The cast are particularly excellent, ranging across the Tributes and those in the Capitol and districts (Elizabeth Banks is unrecognizable as District 12’s Capitol liaison). Jennifer Lawrence instill Catniss with believable vulnerability and toughness, Woody Harrelson grows into his mentor role and the calmly emotive Lenny Kravtiz (yes really) stands out as Catniss’ designer – their relationship touching as he gradually coaxes Catniss’ determination into more likeable qualities.
Of the glossed over elements, the setup for the ending is a little quick, and while there is a quiet chemistry between Lawrence and Hutcherson and the way Catniss and Peeta’s relationship develops is charming, beyond the struggle to survive it is hard to pinpoint why the pair would fall for each other, or whether the romance is all for the purposes of viewing Capitol audiences only.
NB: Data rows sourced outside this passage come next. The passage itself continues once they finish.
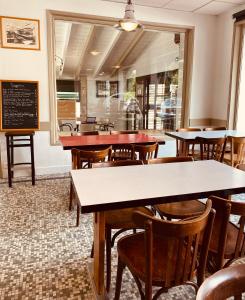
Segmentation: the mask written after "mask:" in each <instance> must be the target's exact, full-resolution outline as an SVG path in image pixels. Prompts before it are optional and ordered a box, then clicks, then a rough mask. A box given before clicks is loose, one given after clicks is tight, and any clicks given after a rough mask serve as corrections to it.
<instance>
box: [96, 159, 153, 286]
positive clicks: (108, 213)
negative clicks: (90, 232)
mask: <svg viewBox="0 0 245 300" xmlns="http://www.w3.org/2000/svg"><path fill="white" fill-rule="evenodd" d="M142 164H143V162H142V161H141V160H118V161H111V162H104V163H103V162H102V163H95V164H92V168H104V167H123V166H132V165H142ZM122 188H123V187H122ZM118 192H119V193H120V191H118ZM135 211H140V212H142V213H144V214H146V215H148V216H153V212H152V211H151V210H150V209H148V208H146V207H133V208H125V209H120V210H110V211H106V212H105V228H106V232H105V238H106V270H107V271H106V274H107V275H106V290H107V291H109V290H110V283H111V248H112V247H113V246H114V243H115V240H116V238H117V236H118V235H119V234H121V233H122V232H124V231H126V230H129V229H133V230H136V229H137V228H138V226H137V225H136V224H135V223H134V221H133V218H132V215H133V213H134V212H135ZM113 229H118V231H117V232H116V233H115V234H114V235H113V237H112V236H111V233H112V230H113ZM91 255H93V250H92V254H91Z"/></svg>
The background of the games themselves is also slightly unconvincing – evidence of the social evolution that led to these barbaric games being considered “normal” is hard to find. Similarly the motto “May the odds be forever be in your favour” – frequently repeated – never really makes much sense as a catchphrase (because once picked as a Tribute, the odds really aren’t!), but by the end the subtle shifts in political power cause ripples that nicely setup a sequel that won’t have a such “kids killing kids” primary hook to reel people in.
Overall, The Hunger Games is an engaging and intimate journey from the perspective of an innocent asked to do something terrible to survive. It is a bold subject for a 12A film, with no fantasy elements like magic, werewolves or vampires to hide behind. For those concerned about this, the emphasis is on survival as well as murder, but death is not an avoided topic. There is violence on screen, but it is mostly handled … evasively, and a rushed introduction to the District world can be forgiven due to the sheer quantity of story to pack in.
The end result is an interesting futuristic twist on the Theseus legend. The Running Man for the modern powerhouse of movie audience demographics – the early teens – but with enough substance to be engaging for the rest of us.
It is unlikely to be as successful as the Harry Potter or the Twilight series for its lack of magic wonder or basic teen broodiness. The Hunger Games is much more universal and satirical and concept more harrowing without the fantasy sheen.
But The Golden Compass it is not. Far from it. The Hunger Games is a high concept story that is well worth the hype and here to stay. The real test for its longevity will be its sequel, when the high concept will no longer be new, and the characters, political struggle and gradual resistance from the districts – all delicately set up here – will have to take on the heavy lifting.
An intense but accessible journey into a harrowing world.